A couple of days ago, we reported on the case of a young British man who was jailed for 56 days after making racist comments on Twitter. A few days earlier, though, on the other side of the pond in Garrett, Indiana, a high school student also had to face the consequences of his tweets – although the circumstances in that case were very different indeed.
High school senior Austin Carroll had posted numerous tweets containing profanities on his personal Twitter account. Carroll said that one example of his tweets read: “F****** is one of those f****** words you can f****** put anywhere in a f****** sentence and it still f****** makes sense”.
The student clearly does not deny writing and posting the tweets in question. But Garrett High School alleged that Carroll did so from a school computer. He denied this, claiming that he had tweeted from his home PC, and insisted that the school was poking its nose where it didn’t belong. He said: “If my account is on my personal account [sic], I don’t think the school or anybody should be looking at it. Because it’s my own personal stuff and it’s none of their business.”
Garrett High School’s principal explained to Indiana’s NewsCenter that the school actively monitors students’ social media activity on its equipment and all tweets on a Twitter account are tracked when a student logs in to the network.

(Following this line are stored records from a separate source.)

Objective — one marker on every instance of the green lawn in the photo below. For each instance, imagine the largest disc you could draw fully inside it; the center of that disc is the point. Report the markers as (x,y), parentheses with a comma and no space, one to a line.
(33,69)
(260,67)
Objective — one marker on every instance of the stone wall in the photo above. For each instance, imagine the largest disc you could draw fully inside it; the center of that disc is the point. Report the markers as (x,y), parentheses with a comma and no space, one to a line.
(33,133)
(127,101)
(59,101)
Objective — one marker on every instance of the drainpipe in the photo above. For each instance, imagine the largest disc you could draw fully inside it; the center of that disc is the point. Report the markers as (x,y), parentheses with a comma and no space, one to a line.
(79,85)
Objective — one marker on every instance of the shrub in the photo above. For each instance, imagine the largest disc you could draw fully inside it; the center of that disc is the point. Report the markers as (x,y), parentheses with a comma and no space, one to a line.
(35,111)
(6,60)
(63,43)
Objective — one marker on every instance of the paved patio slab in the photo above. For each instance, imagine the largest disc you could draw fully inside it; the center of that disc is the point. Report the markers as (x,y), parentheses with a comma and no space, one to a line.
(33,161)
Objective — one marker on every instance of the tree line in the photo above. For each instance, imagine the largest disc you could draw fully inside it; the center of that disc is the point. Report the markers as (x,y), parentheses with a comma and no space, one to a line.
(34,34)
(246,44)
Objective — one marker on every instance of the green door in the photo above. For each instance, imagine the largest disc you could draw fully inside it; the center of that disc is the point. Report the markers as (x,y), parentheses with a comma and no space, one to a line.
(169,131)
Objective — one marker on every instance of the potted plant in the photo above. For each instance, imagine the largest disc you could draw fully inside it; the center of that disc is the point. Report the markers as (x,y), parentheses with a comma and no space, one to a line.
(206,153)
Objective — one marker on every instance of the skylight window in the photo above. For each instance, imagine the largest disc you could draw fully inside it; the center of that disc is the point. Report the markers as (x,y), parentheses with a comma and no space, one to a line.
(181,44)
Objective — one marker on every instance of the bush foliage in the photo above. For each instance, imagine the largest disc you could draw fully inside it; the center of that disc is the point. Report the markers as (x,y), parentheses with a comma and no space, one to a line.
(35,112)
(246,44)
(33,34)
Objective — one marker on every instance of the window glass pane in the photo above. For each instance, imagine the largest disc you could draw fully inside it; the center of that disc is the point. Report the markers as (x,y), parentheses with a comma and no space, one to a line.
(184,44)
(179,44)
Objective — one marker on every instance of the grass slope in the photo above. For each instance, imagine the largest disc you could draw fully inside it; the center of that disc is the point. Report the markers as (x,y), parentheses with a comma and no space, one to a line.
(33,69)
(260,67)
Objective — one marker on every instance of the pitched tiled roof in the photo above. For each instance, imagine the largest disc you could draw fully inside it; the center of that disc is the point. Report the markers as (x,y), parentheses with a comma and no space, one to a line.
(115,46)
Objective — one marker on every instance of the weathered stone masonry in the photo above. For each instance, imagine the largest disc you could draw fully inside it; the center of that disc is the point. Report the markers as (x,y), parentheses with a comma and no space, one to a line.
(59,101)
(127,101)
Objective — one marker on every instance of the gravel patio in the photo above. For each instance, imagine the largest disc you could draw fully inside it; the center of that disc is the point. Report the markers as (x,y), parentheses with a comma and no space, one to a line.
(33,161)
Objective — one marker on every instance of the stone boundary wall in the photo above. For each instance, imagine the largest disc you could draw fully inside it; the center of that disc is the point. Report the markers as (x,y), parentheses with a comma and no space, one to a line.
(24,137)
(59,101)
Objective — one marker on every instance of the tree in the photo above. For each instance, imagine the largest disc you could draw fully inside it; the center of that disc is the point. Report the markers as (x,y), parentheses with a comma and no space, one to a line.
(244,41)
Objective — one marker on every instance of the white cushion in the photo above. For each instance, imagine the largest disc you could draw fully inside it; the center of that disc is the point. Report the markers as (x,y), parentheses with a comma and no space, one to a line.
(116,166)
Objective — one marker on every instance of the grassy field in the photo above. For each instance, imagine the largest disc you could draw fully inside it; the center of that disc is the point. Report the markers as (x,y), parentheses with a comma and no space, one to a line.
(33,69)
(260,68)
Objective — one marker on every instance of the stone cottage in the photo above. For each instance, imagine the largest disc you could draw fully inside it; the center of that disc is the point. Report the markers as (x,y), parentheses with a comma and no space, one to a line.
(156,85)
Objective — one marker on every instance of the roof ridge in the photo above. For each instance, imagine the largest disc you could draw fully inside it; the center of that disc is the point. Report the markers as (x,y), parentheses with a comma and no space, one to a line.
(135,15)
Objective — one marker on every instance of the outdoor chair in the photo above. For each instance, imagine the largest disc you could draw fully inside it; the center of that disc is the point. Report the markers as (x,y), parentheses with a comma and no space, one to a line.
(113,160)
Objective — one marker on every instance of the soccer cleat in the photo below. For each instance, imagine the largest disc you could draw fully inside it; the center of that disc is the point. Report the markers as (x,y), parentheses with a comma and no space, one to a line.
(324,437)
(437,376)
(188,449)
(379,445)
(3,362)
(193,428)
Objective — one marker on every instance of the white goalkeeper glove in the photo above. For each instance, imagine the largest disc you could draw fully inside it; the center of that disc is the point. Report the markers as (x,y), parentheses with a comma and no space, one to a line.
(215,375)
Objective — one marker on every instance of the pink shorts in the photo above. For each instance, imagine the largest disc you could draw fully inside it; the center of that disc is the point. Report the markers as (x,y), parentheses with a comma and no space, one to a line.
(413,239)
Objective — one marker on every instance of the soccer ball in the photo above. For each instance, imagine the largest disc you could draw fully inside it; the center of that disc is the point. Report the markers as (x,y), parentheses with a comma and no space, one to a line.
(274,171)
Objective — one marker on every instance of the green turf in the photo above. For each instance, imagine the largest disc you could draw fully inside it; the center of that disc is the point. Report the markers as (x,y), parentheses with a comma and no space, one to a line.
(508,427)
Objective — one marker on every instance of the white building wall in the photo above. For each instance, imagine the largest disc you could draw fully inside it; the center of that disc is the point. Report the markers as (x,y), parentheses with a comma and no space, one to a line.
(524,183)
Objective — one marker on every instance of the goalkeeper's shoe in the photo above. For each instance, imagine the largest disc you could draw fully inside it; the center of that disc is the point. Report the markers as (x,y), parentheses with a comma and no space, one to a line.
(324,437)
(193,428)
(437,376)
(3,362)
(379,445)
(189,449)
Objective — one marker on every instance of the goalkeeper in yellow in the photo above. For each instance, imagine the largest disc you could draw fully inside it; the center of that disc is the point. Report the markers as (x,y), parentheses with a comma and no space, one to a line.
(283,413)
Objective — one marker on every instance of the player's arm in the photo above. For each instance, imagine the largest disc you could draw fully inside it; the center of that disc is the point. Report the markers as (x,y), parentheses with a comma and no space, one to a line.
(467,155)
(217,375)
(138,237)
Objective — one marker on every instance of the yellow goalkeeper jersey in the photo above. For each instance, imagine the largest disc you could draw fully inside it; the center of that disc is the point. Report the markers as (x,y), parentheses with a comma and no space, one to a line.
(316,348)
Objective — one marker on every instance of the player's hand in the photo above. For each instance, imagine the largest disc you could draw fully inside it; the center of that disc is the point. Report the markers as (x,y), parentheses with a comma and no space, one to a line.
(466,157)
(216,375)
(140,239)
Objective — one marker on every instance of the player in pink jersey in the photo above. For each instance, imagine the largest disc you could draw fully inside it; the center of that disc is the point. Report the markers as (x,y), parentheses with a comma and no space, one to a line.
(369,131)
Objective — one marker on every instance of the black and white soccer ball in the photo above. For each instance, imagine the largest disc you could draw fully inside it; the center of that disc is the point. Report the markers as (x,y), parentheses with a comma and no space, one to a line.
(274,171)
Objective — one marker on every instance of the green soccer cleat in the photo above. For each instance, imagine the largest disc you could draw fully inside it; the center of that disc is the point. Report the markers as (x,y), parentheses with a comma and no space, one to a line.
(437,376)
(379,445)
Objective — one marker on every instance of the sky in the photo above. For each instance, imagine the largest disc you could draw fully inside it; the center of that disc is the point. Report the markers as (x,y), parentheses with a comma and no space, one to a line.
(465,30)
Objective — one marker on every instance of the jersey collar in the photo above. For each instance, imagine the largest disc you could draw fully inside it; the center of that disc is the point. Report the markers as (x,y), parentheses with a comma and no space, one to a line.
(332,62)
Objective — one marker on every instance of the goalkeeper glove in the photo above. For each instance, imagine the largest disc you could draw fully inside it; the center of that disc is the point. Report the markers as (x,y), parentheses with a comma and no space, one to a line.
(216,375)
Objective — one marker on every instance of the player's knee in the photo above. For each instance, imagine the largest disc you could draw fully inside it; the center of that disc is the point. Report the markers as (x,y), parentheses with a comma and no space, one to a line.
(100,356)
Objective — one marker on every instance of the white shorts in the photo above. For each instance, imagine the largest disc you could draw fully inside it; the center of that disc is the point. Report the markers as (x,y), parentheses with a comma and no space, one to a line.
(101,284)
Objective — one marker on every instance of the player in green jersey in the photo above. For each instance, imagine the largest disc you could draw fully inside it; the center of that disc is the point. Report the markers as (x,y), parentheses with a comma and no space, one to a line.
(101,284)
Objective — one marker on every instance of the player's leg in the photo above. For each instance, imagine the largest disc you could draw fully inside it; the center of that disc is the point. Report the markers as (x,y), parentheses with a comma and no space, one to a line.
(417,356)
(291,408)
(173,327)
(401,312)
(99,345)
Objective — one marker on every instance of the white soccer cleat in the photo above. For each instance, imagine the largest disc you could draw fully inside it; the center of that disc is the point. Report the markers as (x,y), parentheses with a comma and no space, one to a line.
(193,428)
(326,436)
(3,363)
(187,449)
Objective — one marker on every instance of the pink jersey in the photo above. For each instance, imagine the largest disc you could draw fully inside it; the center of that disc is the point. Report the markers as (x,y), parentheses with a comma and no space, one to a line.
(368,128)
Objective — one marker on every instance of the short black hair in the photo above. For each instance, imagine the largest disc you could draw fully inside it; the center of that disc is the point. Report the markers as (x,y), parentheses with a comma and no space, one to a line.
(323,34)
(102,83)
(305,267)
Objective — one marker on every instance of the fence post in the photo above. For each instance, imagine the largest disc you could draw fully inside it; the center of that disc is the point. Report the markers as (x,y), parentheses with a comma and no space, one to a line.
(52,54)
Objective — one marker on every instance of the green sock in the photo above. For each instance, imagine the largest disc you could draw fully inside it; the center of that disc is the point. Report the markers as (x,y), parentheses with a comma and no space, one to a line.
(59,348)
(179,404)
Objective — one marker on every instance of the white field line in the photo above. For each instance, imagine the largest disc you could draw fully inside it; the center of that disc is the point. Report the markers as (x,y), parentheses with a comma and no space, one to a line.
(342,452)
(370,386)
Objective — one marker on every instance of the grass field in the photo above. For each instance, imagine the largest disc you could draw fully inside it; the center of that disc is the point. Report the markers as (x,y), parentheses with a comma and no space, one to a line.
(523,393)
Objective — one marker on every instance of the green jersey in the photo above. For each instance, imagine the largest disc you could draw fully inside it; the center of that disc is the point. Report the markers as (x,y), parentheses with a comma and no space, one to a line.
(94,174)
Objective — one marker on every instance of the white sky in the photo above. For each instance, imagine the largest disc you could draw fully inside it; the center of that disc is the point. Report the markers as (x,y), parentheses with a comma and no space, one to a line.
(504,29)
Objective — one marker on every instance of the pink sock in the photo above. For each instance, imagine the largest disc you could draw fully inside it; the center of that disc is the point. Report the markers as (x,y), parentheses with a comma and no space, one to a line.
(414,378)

According to Fort Wayne's Journal Gazette, the tweets had in fact been posted in the middle of the night, as late as 2:30am, so if nothing else, it’s fair to say that the student was on his own time. The school maintained that the tweets “had the school’s IP address”, but Carroll’s mother remained adamant that her son had tweeted from their home computer. She said that she didn’t approve of the language her son had used, but defended his right to privacy outside of school hours. Garrett High School ultimately ruled that the tweets had been posted from a school laptop, and Carroll was subsequently expelled.
He added: “I didn’t post the thing at school, but their computer is saying that I did post it, and I shouldn’t be getting in trouble for stuff I did on my own time, on my computer. I just want to be able to go back to regular school, go to prom and go to everything that a regular senior would get to do in their senior year.”
Carroll will be permitted to complete his studies at another school.